A good example: It sort of looks like something Mike Mignola would draw but the proportions are more cartoony.

This takes away much of the horror and grittiness, and I personally can't watch it without having flashbacks to "Clerks: The Animated Series," as the characters look really similar. As great as the film's voice cast is, there are noticeable absences, like Jeffrey Tambor's Tom Manning being voiced by "Darkwing Duck" voice actor Jim Cummings.
"All right team: Lets. Get. Dangerous!"

Further complicating matters (for me -- your mileage may vary) are other familiar voice actors that break the vibe and just cheapen the experience for me.
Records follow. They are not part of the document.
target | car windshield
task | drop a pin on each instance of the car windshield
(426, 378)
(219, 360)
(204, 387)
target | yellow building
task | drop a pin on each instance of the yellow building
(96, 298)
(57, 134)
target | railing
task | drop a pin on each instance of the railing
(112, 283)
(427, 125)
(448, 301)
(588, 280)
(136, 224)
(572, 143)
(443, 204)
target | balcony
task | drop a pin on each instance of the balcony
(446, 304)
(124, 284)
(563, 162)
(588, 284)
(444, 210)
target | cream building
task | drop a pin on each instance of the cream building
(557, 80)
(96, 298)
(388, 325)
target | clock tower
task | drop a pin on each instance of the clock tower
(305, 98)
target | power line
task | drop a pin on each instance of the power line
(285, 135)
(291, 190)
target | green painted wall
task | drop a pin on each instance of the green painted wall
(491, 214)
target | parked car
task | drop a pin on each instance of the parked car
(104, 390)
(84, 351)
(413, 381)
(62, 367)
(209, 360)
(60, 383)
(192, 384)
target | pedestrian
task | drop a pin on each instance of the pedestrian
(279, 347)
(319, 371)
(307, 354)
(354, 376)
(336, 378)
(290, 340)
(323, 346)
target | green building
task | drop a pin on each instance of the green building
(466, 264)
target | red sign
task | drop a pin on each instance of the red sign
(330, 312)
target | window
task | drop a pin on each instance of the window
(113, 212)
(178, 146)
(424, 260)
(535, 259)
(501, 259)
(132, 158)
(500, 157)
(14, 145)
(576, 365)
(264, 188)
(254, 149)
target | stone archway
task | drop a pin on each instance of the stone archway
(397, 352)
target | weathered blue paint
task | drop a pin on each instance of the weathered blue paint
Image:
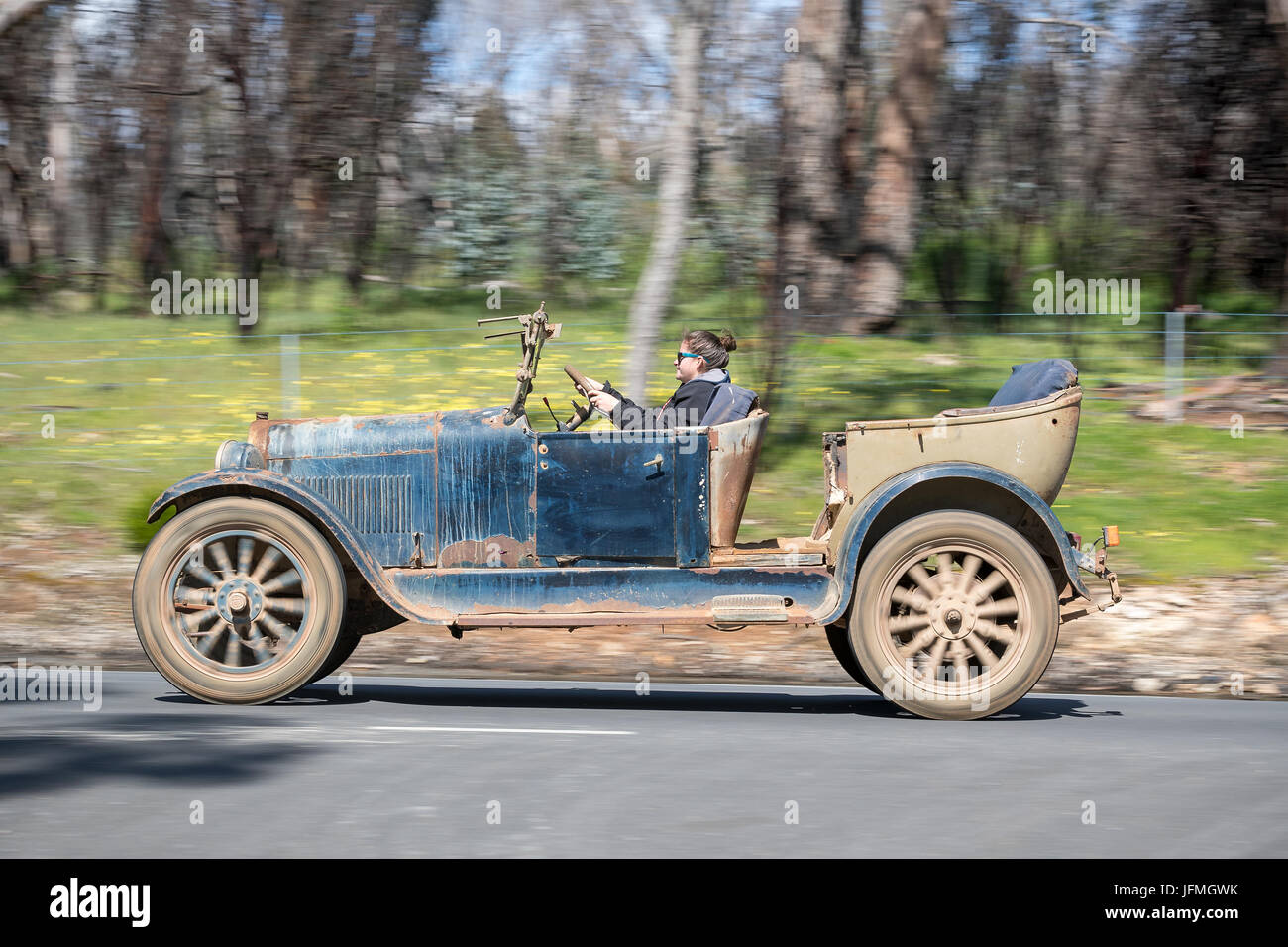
(638, 496)
(660, 592)
(858, 525)
(386, 500)
(694, 501)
Most notable is Kath Soucie, whose voice is always like nails grinding across a chalkboard to me and having her as the main villain takes away the terror as she sounds like Phil and Lil from "Rugrats."
"Hewwo! I'm Tewwifying!"

Rob Paulsen, who I love in other cartoons, sounds like "Rob Paulsen doing his inoffensive nerd voice" and really makes this feel like a Saturday morning rip-off. Cree Summer as Hecate is also sort of irritating, as I keep hearing her "blacksploitation voice" peeking through from her time on "Rugrats" and "Drawn Together." My only gripe with the story is that after the plot is satisfactorily wrapped up it devolves into Hellboy punching a goddess for 10 minutes, and that gets excessive.
This bit just feels sort of tacked on.

Not safe for kids. Sorry.

Do not, and I can't stress this enough, DO NOT watch this with young children. There's no sex, but there are depictions of gore, bloodletting, some nudity (breasts but no nipples), some brief swearing, some gunplay, and lots of death. It looks cute and cuddly from the screenshots, but don't be fooled.

Too spooky for kids!

Also: Too sexy for kids.

This film is unrated, but I feel that it mostly translates to a strong "PG-13" or a very soft "R."

Where can you find it to watch?

"Hellboy Animated: Blood & Iron" is available on DVD, Blu-ray, and 4K Blu-ray, or you can stream it for no additional cost on YouTube Premium.